O Brasil registrou um novo e alarmante recorde: 511.466 javalis foram abatidos em apenas oito meses deste ano, até agosto. Os dados, provenientes do Sistema de Informação de Manejo de Fauna (Simaf) do Instituto Brasileiro do Meio Ambiente e dos Recursos Naturais Renováveis (Ibama), revelam uma escalada no combate à espécie invasora. Desde 2020, o aumento nos abates declarados é de 465%, somando um total oficial de 1,710 milhão de javalis mortos.
O Professor Paulo Bezerra, coordenador da área de javalis da USP/ESALQ-LOG, questiona a precisão do registro, estimando o número real de abates como cinco vezes maior. Bezerra aponta que os controladores não reportam a totalidade dos abates no Simaf por falta de tempo ou paciência.
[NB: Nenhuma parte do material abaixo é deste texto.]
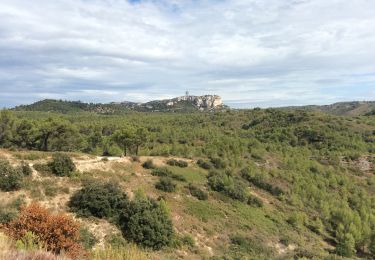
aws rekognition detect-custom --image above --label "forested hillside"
[284,101,375,116]
[0,108,375,259]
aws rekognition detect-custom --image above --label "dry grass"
[0,232,68,260]
[90,244,150,260]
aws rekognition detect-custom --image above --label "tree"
[49,153,76,177]
[12,120,37,149]
[113,127,136,156]
[134,128,147,155]
[69,180,128,219]
[155,177,176,192]
[39,118,64,151]
[336,233,356,257]
[0,160,23,191]
[0,110,14,146]
[368,230,375,256]
[119,198,174,250]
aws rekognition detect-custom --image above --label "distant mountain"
[282,101,375,116]
[14,95,226,114]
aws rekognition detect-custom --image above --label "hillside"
[283,101,375,116]
[14,95,225,114]
[0,109,375,259]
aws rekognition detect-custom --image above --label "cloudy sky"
[0,0,375,107]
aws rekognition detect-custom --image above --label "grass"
[167,166,207,184]
[90,244,150,260]
[184,198,225,222]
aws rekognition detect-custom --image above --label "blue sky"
[0,0,375,107]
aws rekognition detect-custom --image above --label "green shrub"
[155,177,176,192]
[0,160,23,191]
[187,183,208,200]
[210,158,227,169]
[181,234,195,248]
[151,168,173,177]
[197,159,212,170]
[49,153,76,177]
[79,227,98,250]
[33,163,52,175]
[20,162,33,176]
[69,181,128,220]
[167,159,188,168]
[0,197,25,224]
[240,168,284,196]
[119,198,174,250]
[247,196,263,208]
[142,160,155,169]
[151,168,186,181]
[208,172,247,202]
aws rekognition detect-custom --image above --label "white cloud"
[0,0,375,106]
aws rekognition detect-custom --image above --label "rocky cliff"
[166,95,223,110]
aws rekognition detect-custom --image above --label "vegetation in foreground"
[0,106,375,259]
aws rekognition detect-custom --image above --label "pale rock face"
[173,95,223,110]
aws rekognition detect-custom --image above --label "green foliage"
[49,153,76,177]
[241,168,283,196]
[119,198,174,250]
[151,168,186,181]
[187,183,208,200]
[167,159,188,168]
[142,160,156,169]
[336,233,356,257]
[0,197,25,224]
[79,227,98,250]
[0,109,375,259]
[181,234,195,248]
[230,234,273,259]
[197,159,213,170]
[210,158,227,169]
[20,162,33,176]
[247,196,263,208]
[69,180,128,220]
[155,177,177,192]
[208,171,248,202]
[0,160,23,191]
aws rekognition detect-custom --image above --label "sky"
[0,0,375,108]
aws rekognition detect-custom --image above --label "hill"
[14,95,225,114]
[0,109,375,259]
[282,101,375,116]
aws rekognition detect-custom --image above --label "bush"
[33,163,52,175]
[5,204,84,258]
[79,228,98,250]
[240,169,284,196]
[208,172,248,202]
[49,153,76,177]
[151,168,186,181]
[247,196,263,208]
[155,177,176,192]
[167,159,188,168]
[119,198,174,250]
[188,183,208,200]
[197,159,212,170]
[69,181,129,220]
[142,160,155,169]
[0,160,23,191]
[210,158,227,169]
[20,162,33,176]
[151,168,173,177]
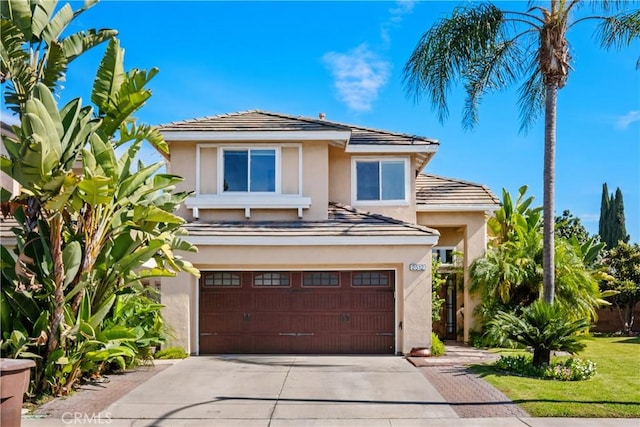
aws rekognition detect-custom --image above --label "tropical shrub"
[470,186,608,346]
[153,347,189,359]
[486,300,589,367]
[495,355,596,381]
[431,258,446,323]
[0,0,199,394]
[431,332,445,356]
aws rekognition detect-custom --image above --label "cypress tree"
[598,182,609,247]
[598,182,630,249]
[611,187,629,247]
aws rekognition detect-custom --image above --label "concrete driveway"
[99,356,457,427]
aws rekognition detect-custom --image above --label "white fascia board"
[416,204,500,212]
[344,144,438,153]
[160,130,351,142]
[183,235,440,246]
[185,194,311,209]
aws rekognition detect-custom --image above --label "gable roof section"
[158,110,439,170]
[416,174,500,212]
[184,203,439,246]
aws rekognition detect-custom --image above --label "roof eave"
[184,233,439,246]
[160,129,351,142]
[344,143,438,154]
[416,203,500,212]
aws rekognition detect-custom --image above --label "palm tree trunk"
[542,81,558,304]
[47,214,64,355]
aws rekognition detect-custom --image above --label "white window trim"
[351,156,411,206]
[190,143,311,218]
[216,145,282,196]
[431,246,458,267]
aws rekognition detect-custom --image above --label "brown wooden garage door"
[199,271,395,354]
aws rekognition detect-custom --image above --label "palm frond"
[596,10,640,49]
[41,41,67,91]
[518,57,546,133]
[403,4,505,121]
[462,39,522,129]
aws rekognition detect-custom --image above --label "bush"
[153,347,189,359]
[495,355,596,381]
[431,332,445,356]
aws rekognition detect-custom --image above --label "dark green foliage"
[600,243,640,334]
[495,355,596,381]
[598,183,630,249]
[153,347,189,359]
[487,300,590,367]
[431,332,446,356]
[431,258,446,323]
[555,210,590,245]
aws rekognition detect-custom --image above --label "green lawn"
[472,337,640,418]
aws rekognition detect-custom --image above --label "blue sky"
[3,0,640,242]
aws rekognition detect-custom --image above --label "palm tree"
[404,0,640,303]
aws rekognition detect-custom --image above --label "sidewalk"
[22,343,640,427]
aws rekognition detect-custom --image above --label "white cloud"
[322,44,391,111]
[616,110,640,129]
[380,0,415,45]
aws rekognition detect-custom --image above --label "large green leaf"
[88,295,116,329]
[42,3,74,46]
[41,41,67,90]
[117,163,163,200]
[62,241,82,287]
[0,0,31,40]
[101,68,158,135]
[91,38,126,114]
[31,0,58,39]
[78,176,113,207]
[62,29,118,62]
[133,206,185,224]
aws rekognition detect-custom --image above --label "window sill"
[185,194,311,218]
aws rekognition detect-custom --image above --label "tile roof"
[416,174,500,208]
[184,203,439,237]
[0,203,439,241]
[158,110,438,145]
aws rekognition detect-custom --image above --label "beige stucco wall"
[167,142,196,221]
[162,245,431,353]
[168,141,329,221]
[302,141,329,221]
[417,212,488,342]
[329,147,416,224]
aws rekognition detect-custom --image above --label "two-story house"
[160,111,499,354]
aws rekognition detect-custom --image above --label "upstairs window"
[431,246,456,265]
[355,159,408,202]
[222,148,276,193]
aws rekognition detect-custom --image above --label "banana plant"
[0,0,199,394]
[0,0,118,116]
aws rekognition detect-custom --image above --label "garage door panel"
[248,334,292,354]
[248,288,292,312]
[200,313,247,333]
[248,312,291,333]
[350,335,394,354]
[199,271,395,354]
[200,291,245,313]
[291,313,342,333]
[351,290,393,310]
[348,312,394,333]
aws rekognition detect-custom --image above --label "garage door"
[199,271,395,354]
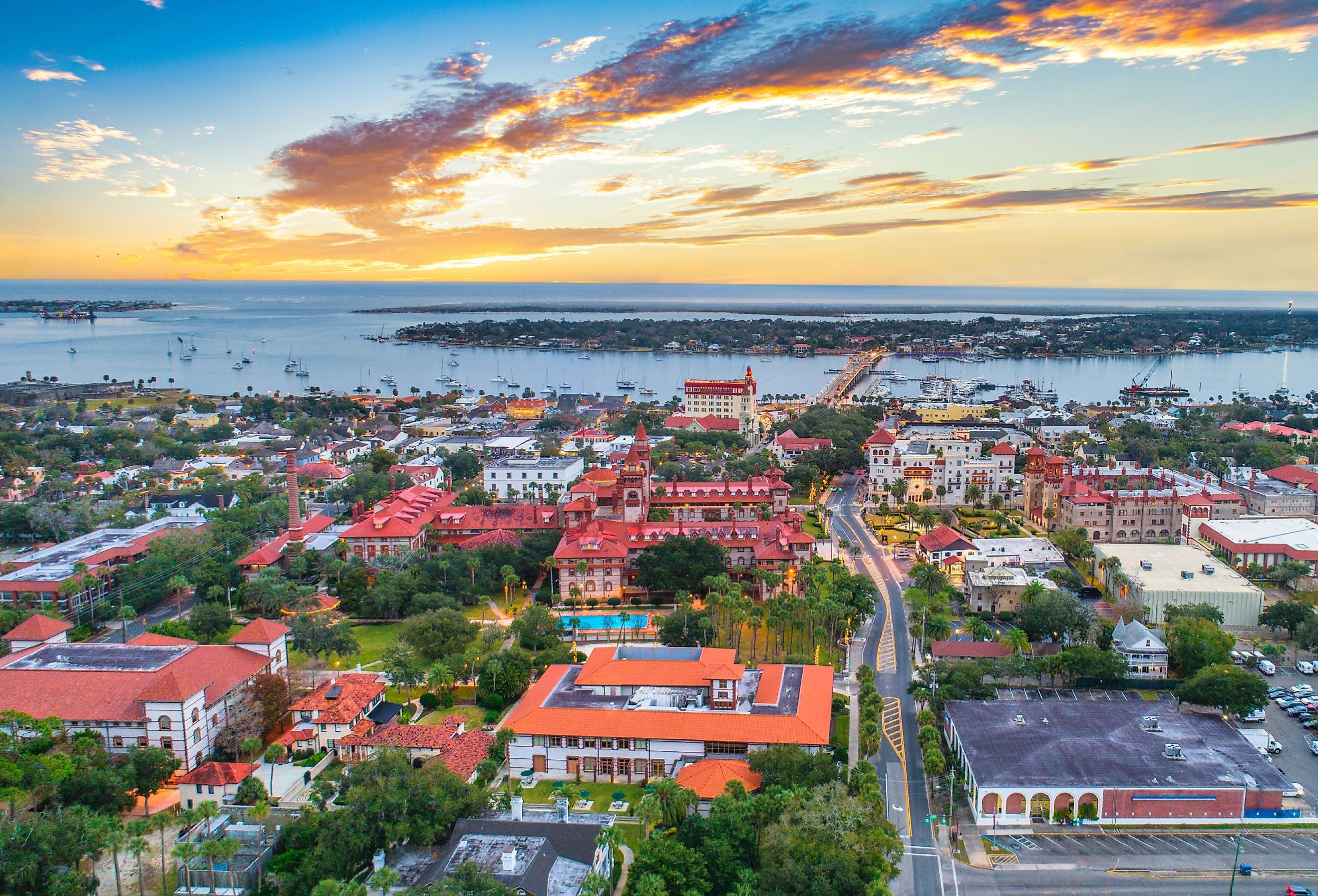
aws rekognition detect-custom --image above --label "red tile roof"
[1264,464,1318,490]
[4,612,74,640]
[677,759,762,800]
[289,673,385,725]
[229,618,293,644]
[239,514,333,567]
[931,640,1011,657]
[503,665,833,746]
[178,762,256,787]
[915,526,974,552]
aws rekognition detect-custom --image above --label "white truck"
[1238,729,1281,756]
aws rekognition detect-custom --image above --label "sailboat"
[614,364,637,391]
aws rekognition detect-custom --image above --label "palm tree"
[370,865,398,896]
[124,837,152,896]
[997,626,1029,655]
[174,843,199,892]
[105,824,128,896]
[961,616,992,640]
[635,793,663,839]
[654,777,700,828]
[248,800,270,894]
[426,663,455,693]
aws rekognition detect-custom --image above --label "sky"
[0,0,1318,290]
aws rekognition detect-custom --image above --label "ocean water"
[0,281,1318,400]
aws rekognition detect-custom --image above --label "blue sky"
[7,0,1318,289]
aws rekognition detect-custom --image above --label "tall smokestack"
[284,448,302,544]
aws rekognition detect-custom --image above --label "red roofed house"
[683,366,759,441]
[929,640,1011,660]
[335,715,494,781]
[677,759,762,807]
[915,526,977,564]
[4,612,74,653]
[503,644,833,781]
[289,673,397,750]
[0,616,282,772]
[768,430,833,466]
[865,427,1016,505]
[178,762,256,809]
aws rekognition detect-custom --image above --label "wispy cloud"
[878,128,961,149]
[24,119,137,181]
[162,0,1318,269]
[540,34,604,62]
[22,68,83,84]
[430,53,493,83]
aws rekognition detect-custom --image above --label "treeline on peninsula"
[384,312,1318,356]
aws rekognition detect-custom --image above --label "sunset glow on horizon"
[0,0,1318,290]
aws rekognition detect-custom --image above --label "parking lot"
[995,688,1176,702]
[990,830,1318,870]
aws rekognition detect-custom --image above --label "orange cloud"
[165,0,1318,268]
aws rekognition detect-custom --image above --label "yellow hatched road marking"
[879,696,912,834]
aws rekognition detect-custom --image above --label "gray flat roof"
[947,700,1287,791]
[4,643,192,672]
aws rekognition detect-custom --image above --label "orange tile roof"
[4,612,74,640]
[677,759,762,800]
[178,762,256,787]
[289,673,385,725]
[503,665,833,746]
[229,616,293,644]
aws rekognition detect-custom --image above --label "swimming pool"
[559,612,650,631]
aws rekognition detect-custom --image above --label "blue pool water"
[560,612,650,631]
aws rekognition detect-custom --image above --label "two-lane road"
[828,476,960,896]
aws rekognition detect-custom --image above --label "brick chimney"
[284,448,302,544]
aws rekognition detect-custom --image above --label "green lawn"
[416,704,485,730]
[289,622,403,669]
[514,780,645,817]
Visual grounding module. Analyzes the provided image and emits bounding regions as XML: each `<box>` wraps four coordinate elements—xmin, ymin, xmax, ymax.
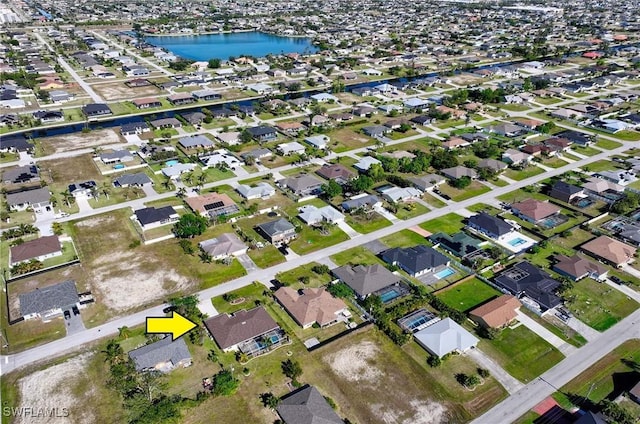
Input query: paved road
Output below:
<box><xmin>472</xmin><ymin>310</ymin><xmax>640</xmax><ymax>424</ymax></box>
<box><xmin>33</xmin><ymin>31</ymin><xmax>104</xmax><ymax>103</ymax></box>
<box><xmin>0</xmin><ymin>137</ymin><xmax>640</xmax><ymax>372</ymax></box>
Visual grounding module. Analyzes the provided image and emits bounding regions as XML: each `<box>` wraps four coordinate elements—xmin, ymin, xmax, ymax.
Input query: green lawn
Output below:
<box><xmin>345</xmin><ymin>212</ymin><xmax>391</xmax><ymax>234</ymax></box>
<box><xmin>596</xmin><ymin>137</ymin><xmax>622</xmax><ymax>150</ymax></box>
<box><xmin>504</xmin><ymin>165</ymin><xmax>544</xmax><ymax>181</ymax></box>
<box><xmin>553</xmin><ymin>339</ymin><xmax>640</xmax><ymax>405</ymax></box>
<box><xmin>565</xmin><ymin>278</ymin><xmax>640</xmax><ymax>331</ymax></box>
<box><xmin>420</xmin><ymin>213</ymin><xmax>464</xmax><ymax>234</ymax></box>
<box><xmin>436</xmin><ymin>278</ymin><xmax>500</xmax><ymax>312</ymax></box>
<box><xmin>380</xmin><ymin>230</ymin><xmax>427</xmax><ymax>247</ymax></box>
<box><xmin>478</xmin><ymin>325</ymin><xmax>564</xmax><ymax>383</ymax></box>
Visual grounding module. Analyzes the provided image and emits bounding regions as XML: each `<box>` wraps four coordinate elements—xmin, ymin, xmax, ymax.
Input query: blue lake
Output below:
<box><xmin>145</xmin><ymin>32</ymin><xmax>317</xmax><ymax>60</ymax></box>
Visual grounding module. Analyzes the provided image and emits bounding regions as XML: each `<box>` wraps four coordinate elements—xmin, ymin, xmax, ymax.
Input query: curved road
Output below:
<box><xmin>0</xmin><ymin>137</ymin><xmax>640</xmax><ymax>374</ymax></box>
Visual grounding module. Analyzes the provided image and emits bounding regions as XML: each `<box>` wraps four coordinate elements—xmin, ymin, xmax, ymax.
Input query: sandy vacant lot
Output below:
<box><xmin>76</xmin><ymin>215</ymin><xmax>189</xmax><ymax>311</ymax></box>
<box><xmin>324</xmin><ymin>340</ymin><xmax>449</xmax><ymax>424</ymax></box>
<box><xmin>15</xmin><ymin>354</ymin><xmax>94</xmax><ymax>424</ymax></box>
<box><xmin>92</xmin><ymin>82</ymin><xmax>160</xmax><ymax>101</ymax></box>
<box><xmin>40</xmin><ymin>129</ymin><xmax>125</xmax><ymax>155</ymax></box>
A caçada se mantém como a forma mais eficaz de controle para esta espécie endêmica da Europa e da Ásia, que não possui predador natural no Brasil.
O javali representa um risco sanitário e econômico de proporções catastróficas. Sua reprodução acelerada e a ausência de predadores o transformaram em uma praga incontrolável, principalmente na região Centro-Sul do país.
O Custo da Invasão: Lavoura Devastada e Risco Sanitário
Em Mato Grosso do Sul, a crescente população de javalis intensifica a devastação. Os prejuízos atingem lavouras de milho, soja e cana-de-açúcar, além de áreas turísticas como Bonito. A Consultora Técnica Fernanda Lopes de Oliveira, da Federação da Agricultura e Pecuária de Mato Grosso do Sul (FAMASUL), afirma: os danos diretos ocorrem na alimentação e deslocamento dos animais. Fernanda sublinha o risco sanitário que o javali impõe, transmitindo doenças e comprometendo a bioseguridade de diversas cadeias produtivas.
A FAMASUL defende uma urgente integração entre produtores, iniciativa privada e poder público para um manejo populacional efetivo. A entidade exige, ainda, investimento em pesquisa para obter dados mais precisos sobre a ocorrência do animal. O oeste de Santa Catarina emerge como uma nova fronteira para a praga. A pesquisadora Virginia Santiago, da Embrapa Suínos e Aves, alerta para a invasão que veicula patógenos, contaminando o solo e a água, com riscos para a saúde humana e de outras espécies.
O Imbróglio Político e a Burocracia da Caça
O controle de javalis está previsto em uma norma técnica do Ibama desde 2013, exigindo autorização e registro como controlador. Apenas São Paulo e Minas Gerais possuem legislação estadual complementar. Rafael Salermo, engenheiro agrônomo e fundador da Associação Brasileira de Caçadores Aqui tem Javali, protesta contra a burocracia. Salermo exige que os órgãos de fiscalização apoiem a caça e cessem a perseguição aos caçadores, que atuam com o consentimento e a confiança dos produtores rurais.
Na Câmara dos Deputados, o Deputado Alceu Moreira (MDB-RS) protocolou uma proposta que visa descentralizar a competência do combate a espécies nocivas, transferindo-a para estados e municípios. O projeto também flexibiliza a comercialização de produtos para o controle. Moreira busca transformar o controle em uma atividade espontânea e de custo próprio para o caçador, mas de maneira regrada. A Frente Parlamentar de Agropecuária tenta aprovar um requerimento de urgência para votar a matéria no plenário ainda neste ano.
O javali não é apenas um problema agrícola; ele é o sintoma da falha do Estado em gerir um risco biológico e econômico. A resposta burocrática, que persegue o caçador-controlador em vez da praga, assemelha-se ao enigma de Sísifo, condenado a empurrar uma pedra que sempre retorna. O Governo deve abraçar a ciência e a ação cívica descentralizada. A solução progressista exige desburocratizar a caça de controle e investir massivamente em pesquisa agropecuária e bioseguridade para proteger o patrimônio natural e a produção alimentar do Brasil.